El Sea Lady II, de 40 metros de eslora y 450 toneladas, estaba amarrado en el puerto de Saint-Tropez cuando se desató el fuego el jueves al anochecer. Aunque los bomberos marítimos trabajaron durante horas para apagar las llamas, no hubo víctimas. Solo dos tripulantes resultaron afectados por la inhalación de humo y debieron recibir asistencia. No había huéspedes a bordo, pero algunos pasajeros registrados fueron evacuados y alojados en hoteles.
La embarcación, que en temporada alta se alquila por 90 mil dólares semanales para recorrer la Riviera francesa o la costa amalfitana italiana, es administrada por una consultora especializada en gestión fiduciaria. Es decir, no figura directamente a nombre de Manzano, pero sí responde a sus intereses, que él mismo no oculta: suele pasar buena parte del año en Ginebra y había planeado estar en Saint-Tropez en agosto, donde se encontraría con el chef mendocino Lucas Bustos, con quien comparte afinidades y negocios gastronómicos como el restaurante Gurisa, recientemente inaugurado en Madrid.

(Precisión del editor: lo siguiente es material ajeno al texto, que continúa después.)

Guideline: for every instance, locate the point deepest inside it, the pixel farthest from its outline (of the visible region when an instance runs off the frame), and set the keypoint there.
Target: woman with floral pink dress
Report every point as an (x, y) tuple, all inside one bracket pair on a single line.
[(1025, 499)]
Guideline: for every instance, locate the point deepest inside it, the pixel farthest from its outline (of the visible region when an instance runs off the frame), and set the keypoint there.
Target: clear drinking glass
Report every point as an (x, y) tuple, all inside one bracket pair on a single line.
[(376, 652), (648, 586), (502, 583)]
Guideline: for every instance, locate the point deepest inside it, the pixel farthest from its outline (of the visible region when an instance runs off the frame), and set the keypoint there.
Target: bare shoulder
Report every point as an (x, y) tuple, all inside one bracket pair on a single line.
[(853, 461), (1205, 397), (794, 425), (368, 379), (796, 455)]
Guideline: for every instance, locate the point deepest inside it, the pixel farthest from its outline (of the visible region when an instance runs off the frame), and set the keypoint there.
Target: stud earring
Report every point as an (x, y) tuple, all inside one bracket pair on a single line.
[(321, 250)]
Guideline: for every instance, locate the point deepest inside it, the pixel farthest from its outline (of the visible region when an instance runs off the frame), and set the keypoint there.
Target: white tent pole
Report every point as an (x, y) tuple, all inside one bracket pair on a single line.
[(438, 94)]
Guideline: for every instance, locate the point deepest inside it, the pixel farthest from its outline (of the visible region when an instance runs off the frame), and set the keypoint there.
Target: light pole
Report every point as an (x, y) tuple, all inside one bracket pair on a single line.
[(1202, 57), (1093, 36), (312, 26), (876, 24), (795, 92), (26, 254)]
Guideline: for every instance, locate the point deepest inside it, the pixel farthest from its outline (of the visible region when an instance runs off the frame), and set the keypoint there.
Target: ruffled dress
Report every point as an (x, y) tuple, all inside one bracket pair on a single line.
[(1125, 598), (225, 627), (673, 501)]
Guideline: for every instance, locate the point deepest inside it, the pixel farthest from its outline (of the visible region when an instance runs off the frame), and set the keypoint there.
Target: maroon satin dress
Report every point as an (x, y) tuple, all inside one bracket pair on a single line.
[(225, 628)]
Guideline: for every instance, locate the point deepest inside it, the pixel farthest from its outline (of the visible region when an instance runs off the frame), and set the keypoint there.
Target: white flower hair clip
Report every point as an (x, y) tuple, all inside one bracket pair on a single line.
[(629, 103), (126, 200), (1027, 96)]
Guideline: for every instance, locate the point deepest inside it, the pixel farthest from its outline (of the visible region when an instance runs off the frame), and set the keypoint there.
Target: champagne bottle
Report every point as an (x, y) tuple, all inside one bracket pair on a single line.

Construido en 1986 por el astillero británico W.A. Souter & Sons y diseñado por el célebre Don Shead, el Sea Lady II ha tenido varios nombres en su historia. Originalmente se llamó Argolynne, luego Irina M y, hasta 2019, D’Angleterre II. El yate actual fue remodelado con interiores en teca y tonos naturales, cuenta con motores Caterpillar y una autonomía de 3.500 millas náuticas. Según publicaciones especializadas, se encuentra entre el 30% de las mejores naves de lujo del mundo. Navega bajo bandera de Malta.
Tras el incendio, el puerto fue cerrado durante más de un día. Se temía un derrame de combustible, pero una primera inspección descartó entrada de agua o fugas. Las autoridades redujeron la velocidad permitida para navegar en la zona y desplegaron barreras de contención para evitar la dispersión de los químicos usados por los bomberos. La embarcación quedó escorada, y aunque no se hundió, aún se analiza su estado estructural.

Las imágenes del yate humeante circulan en redes junto a una pregunta inevitable: ¿adónde va el dinero de las facturas de luz cada vez más caras en Argentina? En momentos en que hospitales como el Garrahan denuncian falta de recursos para funcionar, y cuando millones de argentinos deben elegir entre pagar servicios o comer, resulta difícil no ver en este incidente un símbolo obsceno del contraste entre quienes pagan la energía y quienes se enriquecen con ella.
El cortocircuito no fue solo eléctrico: también fue ético y simbólico. Mientras a los ciudadanos se les exige austeridad, resignación y ajuste, uno de los arquitectos del mapa energético actual disfruta de una vida de lujos en altamar. El fuego no alcanzó al sistema, pero sí dejó al descubierto su verdadero rostro.